Dans cette expérience d’onde de choc, l’échantillon peut conserver un état fondu et fortement comprimé pendant quelques femtosecondes (une femtoseconde est un laps de temps extrêmement court, équivalent à un quadrillionième de seconde). Pour étudier la structure électronique des atomes de fer dans le magma de silicate, qui ne peut persister que pendant une période aussi brève, les chercheurs ont mesuré les spectres des atomes de fer de l’échantillon à l’aide d’impulsions laser de rayons X ultra rapides et intenses sur les lignes de faisceaux MEC (Matter in Extreme Conditions) de la Linac Coherent Light Source (LCLS), qui fait partie du SLAC National Accelerator Laboratory (laboratoire national d’accélérateur) de Stanford.

Les expériences ont révélé que les électrons des atomes de fer se réarrangent dans une configuration connue sous le nom d’état de spin faible, ce qui donne un état plus dense. Cet état plus dense est plus stable pour les atomes de fer soumis à des pressions extrêmes, ce qui fait du magma un environnement plus favorable pour les atomes de fer. Cette transformation à l’échelle atomique résultant d’expériences ultra-rapides explique pourquoi le magma peut devenir plus dense que les cristaux lorsque l’océan magmatique se solidifie, élucidant ainsi la manière dont les structures observées dans les études sismiques se sont formées et persistent dans la partie la plus profonde du manteau.

"Dans nos expériences, nous avons étudié un événement qui s’est produit il y a 4,5 milliards d’années, c’est-à-dire il y a très longtemps, il y a 10^17 secondes. Mais pour comprendre cet événement ancien, nous avons utilisé une technique de choc pilotée par laser, qui permet d’obtenir une pression très élevée pendant seulement une infime fraction de seconde", a déclaré M. Shim. "La différence entre les deux échelles de temps est stupéfiante (32 ordres de grandeur) !"
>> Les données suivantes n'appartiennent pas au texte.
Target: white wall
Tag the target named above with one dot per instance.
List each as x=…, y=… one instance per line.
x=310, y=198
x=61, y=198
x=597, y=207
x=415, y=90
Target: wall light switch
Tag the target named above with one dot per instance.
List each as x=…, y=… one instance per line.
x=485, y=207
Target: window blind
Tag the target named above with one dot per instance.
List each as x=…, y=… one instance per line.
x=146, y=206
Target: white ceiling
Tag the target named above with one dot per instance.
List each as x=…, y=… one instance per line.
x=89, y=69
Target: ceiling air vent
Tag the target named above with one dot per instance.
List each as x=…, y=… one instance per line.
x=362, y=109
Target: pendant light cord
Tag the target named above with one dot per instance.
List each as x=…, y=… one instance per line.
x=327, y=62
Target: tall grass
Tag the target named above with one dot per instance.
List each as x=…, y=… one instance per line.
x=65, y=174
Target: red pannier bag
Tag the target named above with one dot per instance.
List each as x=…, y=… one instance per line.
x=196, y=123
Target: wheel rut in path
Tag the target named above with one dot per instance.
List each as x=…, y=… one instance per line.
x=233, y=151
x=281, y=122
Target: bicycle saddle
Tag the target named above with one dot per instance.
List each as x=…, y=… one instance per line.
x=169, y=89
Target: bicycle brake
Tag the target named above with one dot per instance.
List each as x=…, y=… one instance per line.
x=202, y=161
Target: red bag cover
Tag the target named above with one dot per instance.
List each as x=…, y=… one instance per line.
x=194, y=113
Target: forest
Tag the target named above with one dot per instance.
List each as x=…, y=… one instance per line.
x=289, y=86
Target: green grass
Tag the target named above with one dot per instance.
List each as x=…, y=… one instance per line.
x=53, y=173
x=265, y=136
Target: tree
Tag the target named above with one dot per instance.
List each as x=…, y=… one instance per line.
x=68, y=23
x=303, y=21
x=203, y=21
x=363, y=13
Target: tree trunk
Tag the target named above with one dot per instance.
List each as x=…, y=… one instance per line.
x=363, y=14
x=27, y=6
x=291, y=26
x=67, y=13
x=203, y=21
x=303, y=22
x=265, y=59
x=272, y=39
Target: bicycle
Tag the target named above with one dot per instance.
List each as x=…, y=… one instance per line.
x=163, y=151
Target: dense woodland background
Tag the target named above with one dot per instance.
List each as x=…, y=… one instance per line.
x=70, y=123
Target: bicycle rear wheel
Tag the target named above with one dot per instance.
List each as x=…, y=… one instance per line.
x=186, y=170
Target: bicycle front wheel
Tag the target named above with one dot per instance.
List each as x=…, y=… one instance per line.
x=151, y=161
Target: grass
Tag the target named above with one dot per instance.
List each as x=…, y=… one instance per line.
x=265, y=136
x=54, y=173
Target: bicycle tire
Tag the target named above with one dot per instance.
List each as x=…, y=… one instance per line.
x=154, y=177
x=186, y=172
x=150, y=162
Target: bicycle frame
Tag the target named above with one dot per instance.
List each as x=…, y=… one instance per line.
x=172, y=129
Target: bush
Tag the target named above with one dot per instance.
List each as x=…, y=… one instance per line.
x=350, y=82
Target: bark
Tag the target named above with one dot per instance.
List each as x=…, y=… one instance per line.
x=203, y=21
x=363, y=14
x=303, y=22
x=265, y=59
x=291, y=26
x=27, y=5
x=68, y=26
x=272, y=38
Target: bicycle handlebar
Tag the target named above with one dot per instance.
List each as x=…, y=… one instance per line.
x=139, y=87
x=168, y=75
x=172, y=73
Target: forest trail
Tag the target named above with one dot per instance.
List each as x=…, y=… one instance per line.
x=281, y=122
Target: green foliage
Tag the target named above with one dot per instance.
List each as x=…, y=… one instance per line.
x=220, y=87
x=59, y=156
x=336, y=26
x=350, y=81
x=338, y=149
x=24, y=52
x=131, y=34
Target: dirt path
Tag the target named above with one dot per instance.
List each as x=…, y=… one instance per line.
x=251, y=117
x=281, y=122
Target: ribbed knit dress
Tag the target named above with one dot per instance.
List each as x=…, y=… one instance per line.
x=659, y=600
Fait remarquable, ces expériences ont également permis d’atteindre les conditions de pression que l’on s’attend à trouver dans les exoplanètes super-terrestres, qui sont des planètes rocheuses situées au-delà de notre système solaire et dont le rayon est de 1 à 1,8 fois plus grand que celui de la Terre. Les résultats suggèrent que la densification du magma pourrait être beaucoup plus importante dans les océans magmatiques des super-Terres. D’autres études ont indiqué que les magmas silicatés denses et riches en fer peuvent générer des dynamos à des pressions élevées. Par conséquent, cette étude pourrait aider à comprendre si les magmas de silicates des super-Terres peuvent contribuer à la génération de champs magnétiques, protégeant potentiellement les atmosphères minces de ces planètes des radiations intenses émises par leurs étoiles hôtes.

Les autres auteurs de cette étude sont Wendy Mao, Ariana Gleason et Roberto Alonso-Mori de l’université de Stanford, Guillaume Morard de l’université de Grenoble Alpes et Alessandra Ravasio du Laboratoire d’utilisation des lasers intenses (LULI).

Ce travail a été soutenu par le programme CSEDI de la NSF et le programme Exoplanet de la NASA.